IF LIBERALS GET THE BLAME, WHO GETS THE CREDIT?

Yesterday, Abigail Thernstrom had a review in The Wall Street Journal of a new book by Stuart Taylor and K.C. Johnson about the Duke lacrosse team rape case. Her conclusion:

Messrs. Taylor and Johnson make it clear that the Duke affair--the rabid prosecution, the skewed commentary, the distorted media storyline--was not some odd, outlier incident but the product of an elite culture's most treasured assumptions about American life, not least about America's supposed racial divide.

OK, here's my question: If the prosecution of the lacrosse players and mistreatment they received in the press were the fault of "elite culture" (read: liberals), then who was responsible for the dismissal of charges and the downfall and disgrace of DA Mike Nifong?

Did elite culture suddenly cease to exist when we weren't looking, despite the fact that it was all-powerful right before that?

In fact, within weeks of the alleged rape, some elements of the "elite" "liberal" media were questioning the narrative.

The "night in question" was March 13, 2006. This is from the April 10, 2006, issue of Newsweek:

There is, however, possibly a different side to the story -- a chapter from another Tom Wolfe novel, "The Bonfire of the Vanities," a tale of a prosecutor exploiting racial tensions with a trumped-up charge. The players say they are completely innocent, that no one had sex with the stripper that night and that they will be vindicated by DNA tests expected early this week. Joseph Cheshire, a lawyer representing one of the players, says that the prosecutor has unfairly tried the players in the media to serve his own political agenda. (Nifong is up for re-election in May and one of his opponents is black.)

...if the three lacrosse captains who occupy the house had anything to hide, they didn't act like it. They cooperated in the search and voluntarily went down to the police station to give statements, without lawyers present. Their offer to take a lie-detector test was rebuffed by police....

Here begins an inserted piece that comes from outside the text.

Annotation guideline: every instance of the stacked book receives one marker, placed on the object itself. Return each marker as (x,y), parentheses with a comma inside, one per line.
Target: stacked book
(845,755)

And here's ABC News on April 17:

ABC News has obtained a tape in which a security guard -- who may have been the first person to see the alleged victim of a Duke lacrosse gang rape after the alleged attack -- says there were no signs or mention of rape or sexual assault.

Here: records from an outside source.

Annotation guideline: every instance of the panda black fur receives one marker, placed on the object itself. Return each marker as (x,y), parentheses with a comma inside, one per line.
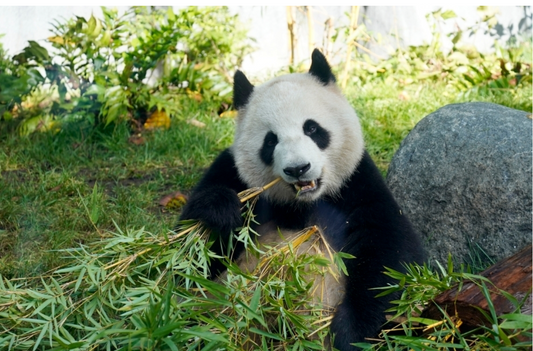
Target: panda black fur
(301,128)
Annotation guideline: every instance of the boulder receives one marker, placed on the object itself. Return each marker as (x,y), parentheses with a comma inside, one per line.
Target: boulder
(463,177)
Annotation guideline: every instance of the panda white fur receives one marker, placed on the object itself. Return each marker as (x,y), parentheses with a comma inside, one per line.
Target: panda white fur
(301,128)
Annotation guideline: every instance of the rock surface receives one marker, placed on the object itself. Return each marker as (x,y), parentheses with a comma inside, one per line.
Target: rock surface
(463,177)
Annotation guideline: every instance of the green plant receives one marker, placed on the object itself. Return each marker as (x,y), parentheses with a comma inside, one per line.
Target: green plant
(418,286)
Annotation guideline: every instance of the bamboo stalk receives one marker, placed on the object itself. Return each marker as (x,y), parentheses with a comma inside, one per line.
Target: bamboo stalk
(247,194)
(292,37)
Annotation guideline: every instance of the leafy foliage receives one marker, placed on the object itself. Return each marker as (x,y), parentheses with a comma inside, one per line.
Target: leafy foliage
(124,67)
(136,290)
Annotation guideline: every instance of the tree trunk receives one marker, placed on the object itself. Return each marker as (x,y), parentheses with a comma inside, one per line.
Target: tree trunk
(511,275)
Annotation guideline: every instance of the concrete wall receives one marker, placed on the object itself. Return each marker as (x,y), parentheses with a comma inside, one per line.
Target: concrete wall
(268,25)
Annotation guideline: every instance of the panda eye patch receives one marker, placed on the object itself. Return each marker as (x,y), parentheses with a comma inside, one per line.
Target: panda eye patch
(267,150)
(318,134)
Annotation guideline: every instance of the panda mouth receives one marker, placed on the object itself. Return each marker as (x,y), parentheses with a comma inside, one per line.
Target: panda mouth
(302,187)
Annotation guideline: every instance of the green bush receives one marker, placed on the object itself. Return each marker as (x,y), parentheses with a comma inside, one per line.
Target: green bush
(124,67)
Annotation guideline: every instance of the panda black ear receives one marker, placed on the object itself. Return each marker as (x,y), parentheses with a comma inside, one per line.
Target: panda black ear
(242,89)
(320,68)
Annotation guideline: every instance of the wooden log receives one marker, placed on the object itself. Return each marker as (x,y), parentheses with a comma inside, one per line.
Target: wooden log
(512,275)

...On the tape, which was recorded April 3, three weeks after the lacrosse party, the guard can be heard saying, "There ain't no way she was raped -- ain't no way, no way that happened."

The security guard says she smelled alcohol on the driver, but not on the alleged victim. She says that the alleged victim "couldn't talk at all.... She was out of it." The security guard also suggests the alleged victim may have been high on drugs....

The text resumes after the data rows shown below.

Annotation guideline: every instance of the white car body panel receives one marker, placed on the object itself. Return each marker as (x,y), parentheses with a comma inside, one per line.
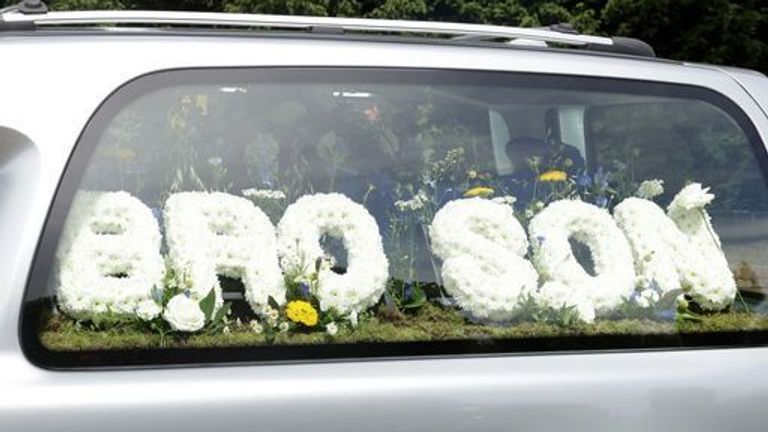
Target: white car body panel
(51,85)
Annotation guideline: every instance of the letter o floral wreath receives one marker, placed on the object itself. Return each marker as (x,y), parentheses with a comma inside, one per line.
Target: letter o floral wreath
(299,233)
(482,246)
(614,280)
(211,234)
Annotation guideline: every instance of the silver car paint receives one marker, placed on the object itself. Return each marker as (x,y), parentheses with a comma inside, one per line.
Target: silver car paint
(50,87)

In the blogosphere, Jeralyn Merritt of Talk Left published a series of skeptical posts, starting on March 31 with "The Duke Lacrosse Players Rape Allegations: Truth or Scam?"

In fact, this incident wasn't the fault of the "elite culture." This incident was the fault of one rogue, amoral DA. Yes, the "elite culture" may have been willing to believe him, but it was also more than ready to take in -- and, in the case of the press, to publish -- information that exonerated the defendants and damned the DA.

And that happened rather quickly -- the case itself crumbled in less than a year, and Nifong's downfall was swift. I can't blame the defendants and their relatives, friends, and supporters if they think I'm minimizing what they went through in that time -- but compare their plight, difficult as it may have been, to the stories of other people in this country who've been falsely accused:

There have been 207 post-conviction DNA exonerations in United States history....

* Fifteen people had been sentenced to death before DNA proved their innocence and led to their release.
* The average sentence served by DNA exonerees has been 12 years....


(Oh, and by the way, about 70% of DNA exonerees are non-white.)

The Duke lacrosse players have their whole lives ahead of them. A lot of innocent people who've been falsely accused in America can't say that. Which part of the culture is to blame for that?